Feature

Frieze Week 2016

05 Oct 2016

Picks by Vivi Kallinikou

Frieze week is upon us, bringing the best of art, design and parties. London’s busiest art week sees a number of satellite fairs and collateral exhibitions and events beyond Frieze.

What’s there to do, what should not be missed? These are our highlights:

Bruce Nauman at Blain|Southern

Natural Light, Blue Light Room by Bruce Nauman will be exhibited for the first time since its initial presentation in 1971. The iconic and significant architectural installation is best experienced during daylight hours.

Preview: Thursday 6 October, 4 - 8pm

Robert Therrien at Parasol Unit

Minimalism, Pop Art and Conceptualism. Parasol unit is currently showing Robert Therrien's first major solo show in Europe. Focussing on the first two decades of his artistic career, the exhibition brings together iconic sculptures, wall pieces and works on paper, including a number of early works that haven't been shown publicly for many years.

Donna Huanca at Zabludiwicz Collection

Channelling the themes of Donna Huanca’s exhibition Scar Cymbals, the performance Melting Hair/Water Scars features ten models and a human-scale ice sculpture.

Performance: Friday 7 October, 6-11pm

Tacita Dean at Frith Street Gallery, Golden Square

Frith Street Gallery is currently showing LA Exuberance, a collection of new works related to Tacita Dean’s time spent in Los Angeles. Her highly-acclaimed 2015 film Event for a Stage will also be screened alongside the exhibition. The film lasts for 50 minutes and you can pop in and out (screening times below). However, because of the film’s complex trajectory, it’s recommended to watch it from the start.

Screening: Tuesday to Friday at 11.00am, 12.15pm, 1.30pm, 2.45pm, 4.00pm, 5.15pm; Saturdays at 11.00am, 12.15pm, 1.30pm, 2.45pm, 4.00pm

The Feminist Avant-Garde of the 1970s: Works from the Sammlung Verbund at the Photographer’s Gallery

The Photographers’ Gallery presents forty-eight international female artists and over 250 major works from the Sammlung Verbund in Vienna, highlighting groundbreaking practices that shaped the feminist art movement. On view through 15 January 2017.

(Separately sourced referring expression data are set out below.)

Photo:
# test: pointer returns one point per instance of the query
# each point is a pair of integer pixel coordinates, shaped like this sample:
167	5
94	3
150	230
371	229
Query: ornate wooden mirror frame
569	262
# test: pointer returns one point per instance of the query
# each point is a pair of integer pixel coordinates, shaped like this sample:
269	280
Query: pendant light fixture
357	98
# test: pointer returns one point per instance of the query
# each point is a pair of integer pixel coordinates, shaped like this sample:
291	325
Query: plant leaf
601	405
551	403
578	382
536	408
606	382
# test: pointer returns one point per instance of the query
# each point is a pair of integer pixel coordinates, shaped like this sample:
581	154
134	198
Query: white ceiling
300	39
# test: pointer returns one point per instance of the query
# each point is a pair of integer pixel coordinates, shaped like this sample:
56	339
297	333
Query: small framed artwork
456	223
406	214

Power and Architecture Part 4: The afterlives of Modernity at Calvert 22

Fourth and final instalment of Power and Architecture - a season on utopian public space and the quest for new national identities across the post-Soviet world. In Part 4: The afterlives of Modernity, four artists consider the afterlife of utopia. The exhibition will be open through 8pm on Saturday.

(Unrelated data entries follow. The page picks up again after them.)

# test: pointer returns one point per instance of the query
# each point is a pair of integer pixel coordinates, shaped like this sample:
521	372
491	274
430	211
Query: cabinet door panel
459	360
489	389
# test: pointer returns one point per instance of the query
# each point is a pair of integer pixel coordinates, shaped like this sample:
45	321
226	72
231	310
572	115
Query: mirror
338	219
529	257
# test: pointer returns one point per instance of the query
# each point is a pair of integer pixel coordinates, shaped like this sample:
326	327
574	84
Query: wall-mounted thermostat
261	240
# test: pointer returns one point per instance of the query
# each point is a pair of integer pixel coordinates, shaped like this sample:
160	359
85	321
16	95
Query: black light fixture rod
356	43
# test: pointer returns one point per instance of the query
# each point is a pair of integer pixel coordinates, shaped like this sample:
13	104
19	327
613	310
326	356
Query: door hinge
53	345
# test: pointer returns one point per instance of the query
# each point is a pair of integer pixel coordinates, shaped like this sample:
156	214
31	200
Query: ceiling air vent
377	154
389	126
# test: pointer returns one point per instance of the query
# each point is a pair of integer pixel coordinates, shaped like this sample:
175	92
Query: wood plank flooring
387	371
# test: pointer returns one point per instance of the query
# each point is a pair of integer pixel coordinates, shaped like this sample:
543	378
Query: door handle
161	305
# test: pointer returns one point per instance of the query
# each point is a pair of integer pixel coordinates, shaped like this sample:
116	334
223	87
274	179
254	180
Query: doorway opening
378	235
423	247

Late Opening: Saturday 8 October, open until 8pm

Midnight Masala at The Empire Remains Shop

Midnight Masala is an Indian colloquial phrase for soft porn screened in late night movie theatres in India. It is also the name of the spice stall run by Shahmen Suku’s alter ego, Radha La Bia. Radha will inhabit Midnight Masala with a series of durational performances, creating a holistic experience that encompasses culinary science and spatial dynamics.

Performance: Monday 3 October – Sunday 9 October, 2–6pm

Douglas Gordon: I had nowhere to go Screening at Tate Modern

Douglas Gordon’s film I had nowhere to go is a sound-based portrait (just ten minutes worth of images) of 93-year-old filmmaker and writer Jonas Mekas’s life in exile. The screening is followed by a discussion with Douglas Gordon in person and Joans Mekas via Skype. Sharing at once a very personal yet increasingly universal story of exile, Mekas tells of his experiences in a Nazi forced labour camp, his five years in a displaced persons camp and his first years living as a young Lithuanian immigrant in Brooklyn.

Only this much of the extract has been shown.